Septimus (or Septimius) Arabin was born on 10 November 1785, the fifth of the nine sons of Henry Arabin, a Dublin lawyer, industrialist (part owner of the Corkagh gunpowder mills) and political activist. His mother, Ann Favière Grant, was of Scottish/Huguenot extraction but grew up in Dublin. His paternal great-grandfather John Arabin raised the 57th (West Middlesex) Regiment of Foot at the onset of the Seven Years' War.

While several of his brothers became officers in the British Army, Septimus preferred to join the Royal Navy. In April 1799 he took part in the defence of the city of Acre against the French fleet as part of the Egyptian campaign. He was a cadet officer on the 74-gun HMS Tigre which had been captured from the French in 1795.

In November 1802 he was ranked midshipman and transferred to the newly-launched 50-gun HMS Antelope which was based in the English Channel protecting against the potential French invasion.

In 1805 Arabin passed the Lieutenant's exam. In 1806 he was given the role of master's mate on the 74 gun HMS Pompee and was involved in major attacks on the Turkish fleet in February and March 1807 at the Dardanelles under Captain Richard Dacres. Arabin was promoted to Lieutenant in August 1807.

In August 1807 he transferred to HMS Foudroyant. Eleven days later he took place in a major sea battle: The Second Battle of Copenhagen which turned into a siege which lasted three weeks. In 1808 the Foudroyant spent many months patrolling off the South American coast. Still there in February 1810, Arabin transferred to HMS Theseus and in 1812 to HMS Tremendous, both 74 gun ships, and both based off the English coast.

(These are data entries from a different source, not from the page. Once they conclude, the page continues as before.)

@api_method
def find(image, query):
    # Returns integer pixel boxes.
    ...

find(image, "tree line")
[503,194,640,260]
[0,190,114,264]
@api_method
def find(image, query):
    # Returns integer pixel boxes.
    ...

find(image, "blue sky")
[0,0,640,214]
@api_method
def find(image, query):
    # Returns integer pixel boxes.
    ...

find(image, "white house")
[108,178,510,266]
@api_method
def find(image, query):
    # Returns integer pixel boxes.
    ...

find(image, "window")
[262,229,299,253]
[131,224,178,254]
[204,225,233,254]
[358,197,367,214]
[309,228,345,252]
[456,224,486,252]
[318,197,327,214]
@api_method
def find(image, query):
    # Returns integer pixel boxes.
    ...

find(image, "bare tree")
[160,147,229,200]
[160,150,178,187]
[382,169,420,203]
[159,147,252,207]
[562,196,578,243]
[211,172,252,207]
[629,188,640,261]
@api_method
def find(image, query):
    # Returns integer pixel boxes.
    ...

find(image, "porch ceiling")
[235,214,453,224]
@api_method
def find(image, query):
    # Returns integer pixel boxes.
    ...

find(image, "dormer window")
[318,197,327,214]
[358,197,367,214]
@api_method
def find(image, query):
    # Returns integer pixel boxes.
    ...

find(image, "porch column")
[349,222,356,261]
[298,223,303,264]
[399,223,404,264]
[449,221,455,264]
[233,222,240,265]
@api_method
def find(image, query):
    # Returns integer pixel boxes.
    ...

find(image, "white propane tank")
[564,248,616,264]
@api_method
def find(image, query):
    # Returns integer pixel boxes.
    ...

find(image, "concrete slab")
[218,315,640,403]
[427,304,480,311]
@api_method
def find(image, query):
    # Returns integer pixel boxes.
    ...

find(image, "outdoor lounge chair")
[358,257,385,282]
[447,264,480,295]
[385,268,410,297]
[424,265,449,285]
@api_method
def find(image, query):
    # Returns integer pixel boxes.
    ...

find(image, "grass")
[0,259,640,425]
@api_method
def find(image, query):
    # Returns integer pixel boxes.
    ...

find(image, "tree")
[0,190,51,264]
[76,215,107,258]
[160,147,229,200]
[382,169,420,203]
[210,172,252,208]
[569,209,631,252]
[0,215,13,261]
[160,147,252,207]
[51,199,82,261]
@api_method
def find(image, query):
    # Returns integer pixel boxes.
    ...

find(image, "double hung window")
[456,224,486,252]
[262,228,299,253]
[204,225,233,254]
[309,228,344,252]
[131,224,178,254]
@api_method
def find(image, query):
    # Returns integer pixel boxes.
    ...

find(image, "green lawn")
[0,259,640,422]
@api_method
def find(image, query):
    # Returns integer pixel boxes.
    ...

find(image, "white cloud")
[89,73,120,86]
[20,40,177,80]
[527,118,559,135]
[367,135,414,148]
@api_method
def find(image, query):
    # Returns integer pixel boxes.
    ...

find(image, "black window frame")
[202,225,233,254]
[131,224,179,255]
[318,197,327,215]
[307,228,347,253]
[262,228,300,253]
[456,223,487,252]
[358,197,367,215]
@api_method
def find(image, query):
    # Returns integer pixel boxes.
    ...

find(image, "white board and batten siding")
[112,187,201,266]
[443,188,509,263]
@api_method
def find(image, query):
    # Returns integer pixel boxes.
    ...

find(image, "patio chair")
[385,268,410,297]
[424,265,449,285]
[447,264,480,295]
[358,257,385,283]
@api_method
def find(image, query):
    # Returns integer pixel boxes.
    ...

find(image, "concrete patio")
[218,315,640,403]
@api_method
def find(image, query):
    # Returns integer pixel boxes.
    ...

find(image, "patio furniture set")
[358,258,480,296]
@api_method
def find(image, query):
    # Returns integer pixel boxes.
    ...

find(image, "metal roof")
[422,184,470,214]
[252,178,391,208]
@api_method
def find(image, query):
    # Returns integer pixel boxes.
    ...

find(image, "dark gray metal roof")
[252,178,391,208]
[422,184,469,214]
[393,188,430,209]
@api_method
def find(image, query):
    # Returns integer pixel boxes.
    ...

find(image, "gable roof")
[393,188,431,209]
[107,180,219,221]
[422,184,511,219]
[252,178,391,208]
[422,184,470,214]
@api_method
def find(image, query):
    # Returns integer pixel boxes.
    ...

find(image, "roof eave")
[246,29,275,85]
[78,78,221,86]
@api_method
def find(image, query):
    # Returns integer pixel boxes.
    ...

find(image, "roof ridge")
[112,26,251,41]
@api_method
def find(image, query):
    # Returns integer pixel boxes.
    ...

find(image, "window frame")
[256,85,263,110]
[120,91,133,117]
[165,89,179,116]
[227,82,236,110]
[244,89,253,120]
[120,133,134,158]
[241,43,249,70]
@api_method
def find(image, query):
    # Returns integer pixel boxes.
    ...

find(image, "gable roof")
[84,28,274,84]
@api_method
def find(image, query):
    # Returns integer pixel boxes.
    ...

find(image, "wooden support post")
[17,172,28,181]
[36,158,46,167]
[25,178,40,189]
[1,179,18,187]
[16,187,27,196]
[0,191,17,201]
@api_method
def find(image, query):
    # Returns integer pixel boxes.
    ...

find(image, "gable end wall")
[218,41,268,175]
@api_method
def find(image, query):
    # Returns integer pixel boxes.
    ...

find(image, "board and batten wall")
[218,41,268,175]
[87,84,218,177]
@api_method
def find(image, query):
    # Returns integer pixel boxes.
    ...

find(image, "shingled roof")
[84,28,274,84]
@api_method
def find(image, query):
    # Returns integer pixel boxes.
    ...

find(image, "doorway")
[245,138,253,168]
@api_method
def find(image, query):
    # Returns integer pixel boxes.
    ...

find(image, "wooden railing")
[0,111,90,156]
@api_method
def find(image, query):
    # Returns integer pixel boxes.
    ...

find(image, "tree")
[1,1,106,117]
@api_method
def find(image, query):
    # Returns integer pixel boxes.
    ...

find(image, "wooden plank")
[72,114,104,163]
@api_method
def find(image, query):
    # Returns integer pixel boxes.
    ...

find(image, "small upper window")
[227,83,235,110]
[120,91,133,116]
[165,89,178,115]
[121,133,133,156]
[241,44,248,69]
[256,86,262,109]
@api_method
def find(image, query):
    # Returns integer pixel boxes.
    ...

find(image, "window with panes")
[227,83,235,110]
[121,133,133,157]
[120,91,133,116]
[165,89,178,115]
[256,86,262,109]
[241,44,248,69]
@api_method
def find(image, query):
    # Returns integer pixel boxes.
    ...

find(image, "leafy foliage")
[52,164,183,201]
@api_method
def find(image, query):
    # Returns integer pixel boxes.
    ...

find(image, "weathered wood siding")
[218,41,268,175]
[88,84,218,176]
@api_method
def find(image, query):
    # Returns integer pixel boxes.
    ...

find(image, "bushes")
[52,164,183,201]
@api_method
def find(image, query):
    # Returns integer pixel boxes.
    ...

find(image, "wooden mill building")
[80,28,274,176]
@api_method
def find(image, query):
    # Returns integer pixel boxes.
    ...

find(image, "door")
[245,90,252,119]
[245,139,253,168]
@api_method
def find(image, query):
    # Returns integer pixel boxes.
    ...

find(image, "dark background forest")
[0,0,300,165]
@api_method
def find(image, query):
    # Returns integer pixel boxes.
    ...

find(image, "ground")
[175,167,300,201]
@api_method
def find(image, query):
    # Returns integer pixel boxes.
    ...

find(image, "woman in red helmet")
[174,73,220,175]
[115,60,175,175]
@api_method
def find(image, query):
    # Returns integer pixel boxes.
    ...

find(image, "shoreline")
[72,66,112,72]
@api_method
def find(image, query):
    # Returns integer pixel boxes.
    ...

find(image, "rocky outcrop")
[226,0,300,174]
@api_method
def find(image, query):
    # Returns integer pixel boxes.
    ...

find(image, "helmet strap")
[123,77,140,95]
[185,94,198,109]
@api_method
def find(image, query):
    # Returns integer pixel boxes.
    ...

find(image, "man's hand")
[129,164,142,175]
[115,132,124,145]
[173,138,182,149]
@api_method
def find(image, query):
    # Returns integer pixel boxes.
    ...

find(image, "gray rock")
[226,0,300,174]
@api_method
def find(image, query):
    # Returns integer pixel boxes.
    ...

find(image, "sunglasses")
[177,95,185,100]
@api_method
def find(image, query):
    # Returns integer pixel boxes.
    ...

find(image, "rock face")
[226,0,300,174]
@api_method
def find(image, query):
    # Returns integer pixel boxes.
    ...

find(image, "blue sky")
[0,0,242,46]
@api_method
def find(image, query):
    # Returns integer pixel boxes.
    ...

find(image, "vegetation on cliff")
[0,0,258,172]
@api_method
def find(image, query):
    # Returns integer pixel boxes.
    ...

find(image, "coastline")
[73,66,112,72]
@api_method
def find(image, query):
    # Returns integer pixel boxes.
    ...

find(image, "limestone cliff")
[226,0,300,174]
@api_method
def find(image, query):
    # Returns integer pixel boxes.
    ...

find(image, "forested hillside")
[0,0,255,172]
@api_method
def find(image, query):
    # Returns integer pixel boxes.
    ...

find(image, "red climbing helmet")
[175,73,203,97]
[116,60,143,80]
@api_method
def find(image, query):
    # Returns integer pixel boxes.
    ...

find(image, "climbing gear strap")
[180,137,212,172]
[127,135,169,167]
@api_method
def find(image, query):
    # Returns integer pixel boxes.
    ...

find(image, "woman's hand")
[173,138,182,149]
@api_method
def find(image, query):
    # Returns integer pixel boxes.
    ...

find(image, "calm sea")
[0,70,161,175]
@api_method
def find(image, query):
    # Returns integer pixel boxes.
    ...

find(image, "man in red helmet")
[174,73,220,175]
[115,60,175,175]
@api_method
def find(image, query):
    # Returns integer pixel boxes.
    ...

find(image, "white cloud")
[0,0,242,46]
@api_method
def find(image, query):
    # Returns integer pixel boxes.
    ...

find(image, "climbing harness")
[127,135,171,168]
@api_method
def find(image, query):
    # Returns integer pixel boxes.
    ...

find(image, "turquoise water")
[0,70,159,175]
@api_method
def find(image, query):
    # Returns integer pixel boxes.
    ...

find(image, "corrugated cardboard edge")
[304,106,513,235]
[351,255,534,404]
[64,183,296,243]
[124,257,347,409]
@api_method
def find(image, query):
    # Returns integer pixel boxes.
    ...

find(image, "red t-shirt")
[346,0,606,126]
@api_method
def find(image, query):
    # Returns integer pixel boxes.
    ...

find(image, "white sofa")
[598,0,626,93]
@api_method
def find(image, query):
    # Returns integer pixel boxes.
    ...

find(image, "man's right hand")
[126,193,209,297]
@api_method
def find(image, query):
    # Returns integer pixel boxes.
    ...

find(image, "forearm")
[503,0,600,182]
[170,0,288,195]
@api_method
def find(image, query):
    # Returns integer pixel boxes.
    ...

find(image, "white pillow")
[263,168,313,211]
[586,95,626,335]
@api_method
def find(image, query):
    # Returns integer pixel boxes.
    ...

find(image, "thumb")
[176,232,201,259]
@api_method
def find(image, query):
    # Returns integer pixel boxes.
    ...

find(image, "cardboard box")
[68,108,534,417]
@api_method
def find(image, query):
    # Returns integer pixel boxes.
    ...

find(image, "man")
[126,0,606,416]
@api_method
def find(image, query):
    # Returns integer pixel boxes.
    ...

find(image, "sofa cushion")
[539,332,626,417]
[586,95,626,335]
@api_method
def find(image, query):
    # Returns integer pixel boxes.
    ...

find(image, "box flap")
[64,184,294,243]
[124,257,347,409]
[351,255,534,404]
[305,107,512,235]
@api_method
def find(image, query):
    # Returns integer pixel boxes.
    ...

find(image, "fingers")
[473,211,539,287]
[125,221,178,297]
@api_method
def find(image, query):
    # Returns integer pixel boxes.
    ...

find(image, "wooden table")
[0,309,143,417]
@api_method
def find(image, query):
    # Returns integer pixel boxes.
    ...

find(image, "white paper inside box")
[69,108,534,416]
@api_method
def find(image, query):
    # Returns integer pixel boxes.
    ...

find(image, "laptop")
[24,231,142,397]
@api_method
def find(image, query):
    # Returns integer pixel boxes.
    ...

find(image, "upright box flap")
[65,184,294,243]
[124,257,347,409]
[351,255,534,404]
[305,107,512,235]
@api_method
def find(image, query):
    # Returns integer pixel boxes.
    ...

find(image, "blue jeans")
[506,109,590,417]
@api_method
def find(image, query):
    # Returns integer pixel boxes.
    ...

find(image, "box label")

Late in 1812 he transferred to HMS Hiberia (110 guns and a crew of almost 400) as their Flag Lieutenant. He was promoted to Commander on Hibernia in July 1814, but he was immediately placed on half pay. He remained in this status for 7 years eventually being given command of the sloop HMS Argus in July 1821, serving off Halifax, Nova Scotia with a crew of 120 men. He was promoted to Captain and Commander in March 1823. In December 1825 he got a new (but final) command: the 28 gun HMS North Star.

He retired with the rank of Rear Admiral in October 1846. He moved to the South of France on health grounds and died in Nice in the final days of December 1855.

==Family==

In February 1826 in the chapel of the British Embassy in Paris he married Marie Rumbold (1788-1875) daughter of Sir George Rumbold, 2nd Baronet.